The basic criteria by which ease of use is evaluated are the same regardless of tool or perspective: (1) navigation, (2) understanding, (3) information quantity, and (4) appearance. As in the operationalization of usefulness, self-reporting of overall ease of use was predicted to have the strongest correlation to likelihood of adoption than any of the other ease of use measures. Again, however, we hoped that including questions about the extent to which the tool addressed various aspects of ease of use would provide insight into the specific values that contribute to an instructor’s perception of overall ease of use, and allow for possible segmentation in the future.

  1. Navigation – can the instructor easily find the information they are looking for?
  2. Understanding – is the information presented in a way that is accessible, comprehensible, and actionable?
  3. Information Quantity – does the tool present so much information that it overwhelms the instructor? Or so little that the instructor is left with more questions than answers?
  4. Appearance – does the instructor find the interface appealing and generally enjoyable to work with?
  5. Overall Ease – What is the instructor’s overall impression of the tool’s ease of use?

Relative Value

Ali et al (2013) found that prior exposure to the graphical user interface of a similar learning analytics tool was among the highest correlated measures to behavioral intention to adopt a tool, although this correlation was not significant at either 0.01 or 0.05 levels.  It was, therefore, important to include a question about the relative value of Blackboard Analytics reports relative to other similar tools with which the respondent was familiar.

Survey Results

We piloted A4L in eight classes. Of these eight classes, only three made serious use of the tool, and only two faculty members responded to the survey. For the most part, response rates among students were far too low to be informative, except for two course sections in which the instructor incentivized participation by offering a cross-the-board grade bonus if 90% of the class completed the survey. In this latter case, the response rate was nearly 70%, but students were in a post-graduate professional program that was predominantly online, and so it was impossible to generalize results to the Emory University community as a whole.
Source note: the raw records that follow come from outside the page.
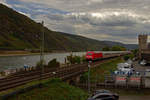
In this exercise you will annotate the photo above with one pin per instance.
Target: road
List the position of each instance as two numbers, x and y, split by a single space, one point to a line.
134 97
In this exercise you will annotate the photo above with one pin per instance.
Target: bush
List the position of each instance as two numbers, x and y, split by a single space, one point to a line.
83 59
39 64
53 63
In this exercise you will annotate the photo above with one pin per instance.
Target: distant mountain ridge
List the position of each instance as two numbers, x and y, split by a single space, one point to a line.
18 32
128 46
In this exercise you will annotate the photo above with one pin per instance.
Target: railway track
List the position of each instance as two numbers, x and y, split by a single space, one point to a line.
62 73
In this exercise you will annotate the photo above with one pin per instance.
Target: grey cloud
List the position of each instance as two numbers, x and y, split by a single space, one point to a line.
118 20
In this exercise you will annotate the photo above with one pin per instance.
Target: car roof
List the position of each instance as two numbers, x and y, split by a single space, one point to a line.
99 94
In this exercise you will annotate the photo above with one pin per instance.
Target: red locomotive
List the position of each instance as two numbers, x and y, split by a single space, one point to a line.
91 55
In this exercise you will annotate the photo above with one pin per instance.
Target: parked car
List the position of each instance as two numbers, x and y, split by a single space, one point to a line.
104 95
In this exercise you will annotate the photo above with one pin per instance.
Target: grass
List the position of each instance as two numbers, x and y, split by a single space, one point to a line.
53 89
98 74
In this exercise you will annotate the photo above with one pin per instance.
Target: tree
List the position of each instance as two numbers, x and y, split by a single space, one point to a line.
53 63
106 48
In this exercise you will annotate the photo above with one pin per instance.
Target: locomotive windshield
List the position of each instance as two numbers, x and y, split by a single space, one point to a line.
89 54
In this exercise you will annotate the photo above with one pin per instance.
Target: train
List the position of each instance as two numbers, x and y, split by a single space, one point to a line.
91 55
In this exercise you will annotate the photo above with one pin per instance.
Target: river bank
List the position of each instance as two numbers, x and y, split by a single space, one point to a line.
24 53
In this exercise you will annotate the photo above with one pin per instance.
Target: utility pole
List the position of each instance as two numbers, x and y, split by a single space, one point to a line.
42 52
89 85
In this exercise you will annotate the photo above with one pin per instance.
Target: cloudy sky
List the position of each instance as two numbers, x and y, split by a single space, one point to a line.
114 20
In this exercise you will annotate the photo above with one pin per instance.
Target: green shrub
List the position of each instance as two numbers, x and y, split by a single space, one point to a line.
83 59
40 63
126 57
53 63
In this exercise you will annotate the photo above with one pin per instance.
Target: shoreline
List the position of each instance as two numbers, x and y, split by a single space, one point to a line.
25 53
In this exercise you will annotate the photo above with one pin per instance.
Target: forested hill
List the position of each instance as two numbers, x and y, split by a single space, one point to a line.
18 32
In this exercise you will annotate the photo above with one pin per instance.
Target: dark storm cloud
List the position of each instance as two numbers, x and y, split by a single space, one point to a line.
118 20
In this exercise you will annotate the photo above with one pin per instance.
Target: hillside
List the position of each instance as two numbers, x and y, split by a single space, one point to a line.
18 32
128 46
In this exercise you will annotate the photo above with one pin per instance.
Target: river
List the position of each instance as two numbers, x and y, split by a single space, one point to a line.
12 62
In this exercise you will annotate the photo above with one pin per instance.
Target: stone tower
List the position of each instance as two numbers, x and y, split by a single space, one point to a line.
143 45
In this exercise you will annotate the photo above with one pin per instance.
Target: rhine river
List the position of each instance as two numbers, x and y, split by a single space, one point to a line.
12 62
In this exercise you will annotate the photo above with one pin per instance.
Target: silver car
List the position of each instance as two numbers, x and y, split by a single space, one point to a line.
104 95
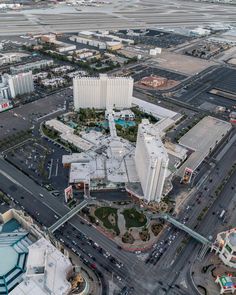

As a consequence of poor response rates, the feedback we received (both quantitative and qualitative) was treated anecdotally, but nevertheless provided several rich insights that informed our future decision to license the product.

In spite of challenges associated with the nature and motivation-level of our convenience sample (behaviors that were helpful, in a way, as indicators of low-likelihood to adopt), I have a lot of confidence in our implementation of the Learning Analytics Acceptance Model (LAAM), and am eager to see it put it to use again using a larger sample of participants and implementing practices that would increase response rates.